I haven't just been taking my own unused clothes to Goodwill, I also took a ton of my kids' outgrown clothes to Goodwill. The stuff that was too stained went to a special project that I've been planning for years: a trashed onesie quilt.
Whenever my daughters totally trashed a onesie, staining the front (or... heh... the back) beyond all repair, I cut off the section of fabric that wasn't stained to eventually make into what I'm calling a "trashed onesie quilt."
As I went through my kids' outgrown clothes, I found a lot more onesies, pajamas and T-shirts to add to the quilt.
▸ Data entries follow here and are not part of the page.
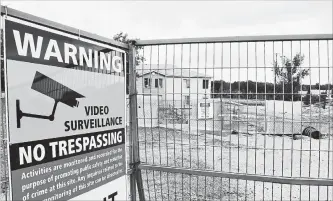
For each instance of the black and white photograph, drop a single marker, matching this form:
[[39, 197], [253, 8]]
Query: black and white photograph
[[166, 100]]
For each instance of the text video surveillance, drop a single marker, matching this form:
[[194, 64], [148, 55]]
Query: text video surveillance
[[53, 89]]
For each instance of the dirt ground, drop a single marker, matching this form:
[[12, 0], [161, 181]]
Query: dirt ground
[[252, 154]]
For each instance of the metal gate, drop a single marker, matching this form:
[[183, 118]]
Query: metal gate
[[223, 118]]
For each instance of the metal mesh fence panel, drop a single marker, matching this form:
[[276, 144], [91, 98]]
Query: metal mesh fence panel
[[225, 120]]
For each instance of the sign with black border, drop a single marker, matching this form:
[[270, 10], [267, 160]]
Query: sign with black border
[[66, 115]]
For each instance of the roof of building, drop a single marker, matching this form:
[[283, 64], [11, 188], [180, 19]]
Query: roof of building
[[169, 70]]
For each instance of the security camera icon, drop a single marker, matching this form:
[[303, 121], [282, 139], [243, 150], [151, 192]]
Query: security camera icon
[[53, 89]]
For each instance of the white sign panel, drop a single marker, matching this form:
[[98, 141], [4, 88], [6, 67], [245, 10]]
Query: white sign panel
[[66, 110]]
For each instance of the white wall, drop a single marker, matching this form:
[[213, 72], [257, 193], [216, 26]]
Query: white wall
[[152, 90]]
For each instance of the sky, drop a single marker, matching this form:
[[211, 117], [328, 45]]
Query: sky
[[179, 19], [187, 19]]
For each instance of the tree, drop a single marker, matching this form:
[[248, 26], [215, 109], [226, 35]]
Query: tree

Eeee! All those cute prints, on uber-soft cotton knit fabric. I also rescued some adorable appliques to add to the quilt:
I was sad to say goodbye to many of the clothes my kids have outgrown, but along with what I sent to Goodwill, I also sent a huge box to my sister-in-law for my niece and I saved a big bag of newborn stuff for my little sister, for when she has kids. It's great to know that all the clothes will be used again, and even the unwearable stuff is still being reused and recycled into what I hope will be an adorable quilt.